Der beschließende Senat schließt sich dieser Rechtsansicht für das im Bundesbaugesetz vorgesehene Planungsrecht und Enteignungsrecht an und hat sie auch, zur Grundlage seiner Entscheidung BVerwG IV B 10.65 (Beschluß vom 29. Oktober 1965) gemacht. Er geht davon aus, daß Wortlaut und Sinn der Vorschriften des Bundesbaugesetzes, insbesondere § 9 und § 85, zwingend dafür sprechen, daß sich. Planfestsetzung und Enteignung insoweit als selbständige Rechtsvorgänge gegenüberstehen. Einer besonderen Klärung dieser Frage in einem Revisionsverfahren bedarf es nach Ansicht des beschließenden Senates nicht.

4

Die von den Klägern zitierte Rechtsprechung einiger Senate für Baulandsachen rechtfertigt noch nicht die vorgetragene Behauptung, daß diese Senate eine Enteignung der im festgesetzten Plan für öffentliche Verkehrsflächen vorgesehenen Grundstücke ohne weitere Prüfung für rechtmäßig hielten.
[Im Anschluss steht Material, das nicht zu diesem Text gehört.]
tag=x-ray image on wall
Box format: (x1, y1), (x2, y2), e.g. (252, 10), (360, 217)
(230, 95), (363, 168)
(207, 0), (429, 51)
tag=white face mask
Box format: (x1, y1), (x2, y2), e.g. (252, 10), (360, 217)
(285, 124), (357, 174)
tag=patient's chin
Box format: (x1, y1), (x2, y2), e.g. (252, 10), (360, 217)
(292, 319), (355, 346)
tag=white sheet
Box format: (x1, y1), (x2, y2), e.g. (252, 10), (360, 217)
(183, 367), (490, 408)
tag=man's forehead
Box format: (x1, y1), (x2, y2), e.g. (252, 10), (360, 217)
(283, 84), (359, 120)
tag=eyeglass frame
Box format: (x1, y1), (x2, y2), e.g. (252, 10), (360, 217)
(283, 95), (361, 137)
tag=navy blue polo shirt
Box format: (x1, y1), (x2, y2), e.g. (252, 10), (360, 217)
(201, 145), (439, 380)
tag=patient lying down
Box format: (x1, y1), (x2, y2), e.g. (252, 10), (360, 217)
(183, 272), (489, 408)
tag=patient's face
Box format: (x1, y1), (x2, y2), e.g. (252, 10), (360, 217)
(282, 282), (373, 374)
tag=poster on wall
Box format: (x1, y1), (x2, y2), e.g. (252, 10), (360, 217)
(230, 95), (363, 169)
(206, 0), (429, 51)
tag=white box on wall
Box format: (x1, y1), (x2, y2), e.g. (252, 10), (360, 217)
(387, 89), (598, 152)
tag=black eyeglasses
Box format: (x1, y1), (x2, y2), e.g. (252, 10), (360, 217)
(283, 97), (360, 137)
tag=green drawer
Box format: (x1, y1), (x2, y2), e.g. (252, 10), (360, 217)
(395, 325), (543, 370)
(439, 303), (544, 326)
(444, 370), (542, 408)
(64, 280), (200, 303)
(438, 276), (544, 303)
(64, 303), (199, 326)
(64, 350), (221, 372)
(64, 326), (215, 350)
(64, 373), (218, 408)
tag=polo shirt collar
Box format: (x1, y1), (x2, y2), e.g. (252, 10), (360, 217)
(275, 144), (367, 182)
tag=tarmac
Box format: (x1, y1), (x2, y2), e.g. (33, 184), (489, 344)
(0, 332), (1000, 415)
Der Baulandsenat des Oberlandesgerichtes in Hamburg hat jedenfalls im Sinne der hier vertretenen Rechtsansicht entschieden (Urteil vom 25. Juni 1965 in BBauBl. 1966, 120). Selbst wenn jedoch die Rechtsprechung in Baulandsachen von der Rechtsprechung des Bundesverwaltungsgerichtes abweichen sollte, so wäre dies kein Grund für die Zulassung eines Revisionsverfahrens. Die Abweichung könnte nur von dem noch zu schaffenden Obersten Gericht der Bundesrepublik Deutschland behoben werden.

5

Nach alledem war die Beschwerde der Kläger mit der sich hieraus für sie ergebenden Kostenpflicht zurückzuweisen.

Streitwertbeschluss:

Der Streitwert wird für das Beschwerdeverfahren auf 16.000 DM festgesetzt.